The subject of TC posts on HN has been a contentious issue for as long as HN has existed. I think there is still a pretty large contingent that thinks TechCrunch should have been banned just the same way Valleywag was.
Multiple sources close to Twitter have said that someone with access to Twitter’s most confidential information, such as who they are interviewing for key executive spots, may be leaking that information directly to Google. In this case, Google may have acted on that information too quickly. And people at Twitter, say these sources, are steaming mad.
I wonder what google services twitter hiring execs and others use. In the "privacy is dead" age you seem to be able to find out an awful lot about an awful lot if you're willing to go out and piece together public data.And in the realm of open source intelligence gathering, it's unlikely there is a bigger king than google.

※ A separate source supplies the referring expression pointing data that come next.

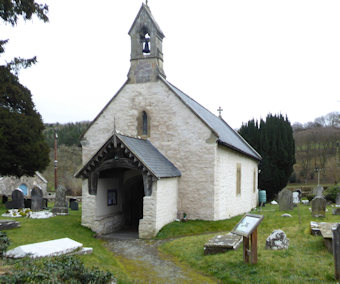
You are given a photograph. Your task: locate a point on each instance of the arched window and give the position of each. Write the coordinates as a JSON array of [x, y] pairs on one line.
[[145, 123]]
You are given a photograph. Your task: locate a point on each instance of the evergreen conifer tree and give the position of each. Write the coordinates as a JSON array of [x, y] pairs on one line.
[[273, 140]]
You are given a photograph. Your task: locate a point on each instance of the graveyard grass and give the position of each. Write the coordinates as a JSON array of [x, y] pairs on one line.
[[306, 259], [39, 230]]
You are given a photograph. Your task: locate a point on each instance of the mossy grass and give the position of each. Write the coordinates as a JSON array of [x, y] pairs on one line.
[[39, 230], [306, 260]]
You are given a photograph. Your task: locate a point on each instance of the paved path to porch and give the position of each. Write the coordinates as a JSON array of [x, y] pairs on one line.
[[144, 263]]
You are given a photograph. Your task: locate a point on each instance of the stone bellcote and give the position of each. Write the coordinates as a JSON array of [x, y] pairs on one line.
[[146, 48]]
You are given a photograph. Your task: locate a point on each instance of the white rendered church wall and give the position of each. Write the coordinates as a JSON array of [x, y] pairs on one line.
[[88, 207], [102, 207], [174, 129], [147, 225], [166, 208], [227, 202]]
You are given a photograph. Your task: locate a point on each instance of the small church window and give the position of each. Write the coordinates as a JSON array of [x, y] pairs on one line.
[[145, 123], [238, 179], [146, 44]]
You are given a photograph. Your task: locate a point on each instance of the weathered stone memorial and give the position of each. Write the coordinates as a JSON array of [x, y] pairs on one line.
[[318, 191], [277, 240], [247, 227], [285, 200], [37, 199], [60, 205], [336, 250], [49, 248], [222, 243], [17, 201], [319, 206], [297, 196]]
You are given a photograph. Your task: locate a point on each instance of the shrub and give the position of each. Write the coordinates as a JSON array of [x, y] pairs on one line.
[[4, 243], [331, 193], [62, 269]]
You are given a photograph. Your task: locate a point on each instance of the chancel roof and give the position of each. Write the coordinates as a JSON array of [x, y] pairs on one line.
[[140, 152], [226, 135]]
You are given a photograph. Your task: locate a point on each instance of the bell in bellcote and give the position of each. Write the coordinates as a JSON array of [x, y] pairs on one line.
[[146, 48]]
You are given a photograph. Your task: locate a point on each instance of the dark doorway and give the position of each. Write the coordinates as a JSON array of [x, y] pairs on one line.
[[133, 201]]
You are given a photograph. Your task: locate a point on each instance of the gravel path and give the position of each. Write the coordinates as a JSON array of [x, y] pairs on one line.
[[145, 264]]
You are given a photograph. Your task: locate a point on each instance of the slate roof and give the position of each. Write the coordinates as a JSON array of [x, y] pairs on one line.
[[142, 150], [148, 154], [226, 135]]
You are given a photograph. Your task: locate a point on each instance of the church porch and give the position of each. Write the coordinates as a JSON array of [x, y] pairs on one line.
[[130, 184]]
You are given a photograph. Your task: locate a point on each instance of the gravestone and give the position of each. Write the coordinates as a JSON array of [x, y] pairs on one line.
[[285, 200], [318, 191], [27, 203], [296, 198], [71, 200], [60, 205], [17, 201], [37, 199], [74, 205], [4, 199], [222, 243], [8, 224], [319, 206], [336, 250], [277, 240], [337, 201]]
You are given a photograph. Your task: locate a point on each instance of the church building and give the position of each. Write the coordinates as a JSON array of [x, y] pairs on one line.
[[153, 154]]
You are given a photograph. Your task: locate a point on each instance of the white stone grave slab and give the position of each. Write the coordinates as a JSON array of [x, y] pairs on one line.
[[43, 249]]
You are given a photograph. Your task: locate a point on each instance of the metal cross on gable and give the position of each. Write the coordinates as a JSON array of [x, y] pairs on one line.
[[219, 111]]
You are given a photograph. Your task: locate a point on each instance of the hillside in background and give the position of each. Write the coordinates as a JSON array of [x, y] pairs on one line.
[[317, 147], [68, 155]]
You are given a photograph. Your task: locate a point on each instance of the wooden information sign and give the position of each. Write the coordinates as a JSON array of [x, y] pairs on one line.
[[247, 228]]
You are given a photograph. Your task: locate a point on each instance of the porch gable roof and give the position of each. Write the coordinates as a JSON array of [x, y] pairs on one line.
[[141, 152]]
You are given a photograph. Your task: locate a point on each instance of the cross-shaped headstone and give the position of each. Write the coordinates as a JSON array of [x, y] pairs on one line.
[[219, 111]]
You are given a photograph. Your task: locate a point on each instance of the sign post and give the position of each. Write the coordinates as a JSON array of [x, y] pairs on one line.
[[247, 228]]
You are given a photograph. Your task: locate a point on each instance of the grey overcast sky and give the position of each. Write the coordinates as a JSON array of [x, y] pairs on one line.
[[250, 57]]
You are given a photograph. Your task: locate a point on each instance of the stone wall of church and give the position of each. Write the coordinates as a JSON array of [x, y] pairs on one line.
[[227, 202], [88, 207], [174, 129], [160, 208], [166, 210], [10, 183]]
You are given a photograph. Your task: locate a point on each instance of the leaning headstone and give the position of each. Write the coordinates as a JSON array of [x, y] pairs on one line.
[[319, 206], [277, 240], [296, 199], [37, 199], [74, 206], [285, 199], [336, 250], [222, 243], [8, 224], [318, 191], [71, 200], [60, 205], [17, 200]]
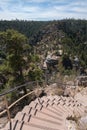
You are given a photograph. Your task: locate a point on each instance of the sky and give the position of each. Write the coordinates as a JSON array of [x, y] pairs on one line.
[[42, 10]]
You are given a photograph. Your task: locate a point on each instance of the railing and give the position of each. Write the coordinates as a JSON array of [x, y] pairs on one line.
[[8, 107]]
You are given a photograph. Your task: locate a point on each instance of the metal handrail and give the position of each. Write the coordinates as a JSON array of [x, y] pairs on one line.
[[28, 83]]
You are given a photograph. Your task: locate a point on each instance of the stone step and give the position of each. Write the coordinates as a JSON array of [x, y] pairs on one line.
[[38, 121], [21, 125]]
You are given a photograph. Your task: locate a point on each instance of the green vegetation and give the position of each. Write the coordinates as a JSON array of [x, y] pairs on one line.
[[25, 45]]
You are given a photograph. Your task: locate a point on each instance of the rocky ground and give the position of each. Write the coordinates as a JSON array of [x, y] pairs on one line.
[[78, 93]]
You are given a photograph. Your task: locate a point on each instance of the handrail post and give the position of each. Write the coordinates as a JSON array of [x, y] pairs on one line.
[[8, 112]]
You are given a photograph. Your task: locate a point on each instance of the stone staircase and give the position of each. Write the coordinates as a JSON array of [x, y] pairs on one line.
[[46, 113]]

I wonder if multiple people at twitter can be found googling the googlers in the days or hours before they meet for a hiring discussion. My money would be on yes, and that's only one of many possible sources.When I was on campus in Redmond a few years ago I was pretty impressed by how tailored the google search ads and even some SERPs in terms of trying to poach from MS.
Just call it a pre-emptive talent acquisition. Since both Twitter and Google know that these product guys could go start their own venture, raise $20M, and then sell the team to the highest bidder, they are just preempting the process. Gotta think ahead to overpay talent before your competitor can.
I would expect a statement from Google on this (whether its an April Fool's joke or not). There is no way they can let their other employees think that 2 guys are making bank here. Its just not sustainable to let employees think that this is the way forward to negotiate salaries
If all you get from your job is a (big) paycheck, then you are underpaid.
Yet, I know many artists who stretch their creative souls and struggle financially.
I think there is a happy balance but that is not static, needs to be readjusted as life unfolds, from young whippersnapper programmer to family comes first tech lead.
My friend just left Google NYC to start his own company. He didn't give Google enough to give him an official counter offer -- he had already made up his mind -- but they did say that it would have been significant.
that's probably the only thing techcrunch is good at these days, coming up with these exaggerated titles. these days you can't help but roll your eyes on all the tabloid articles they post.
For example, Google Competitor X sending TechCrunch fake information about Google's desperate-sounding counter-offers helps reinforce the perception of their desperateness.
Also, these two sentences don't really add up:
Google may have paid as much as $150 million in stock grants to retain key product employees Sundar Pichai and Neal Mohan, say multiple sources. Both were offered the chief product role at Twitter
Regardless, the fact that large fortunes are being handed out to mid level technical managers is somewhat of a red flag in general.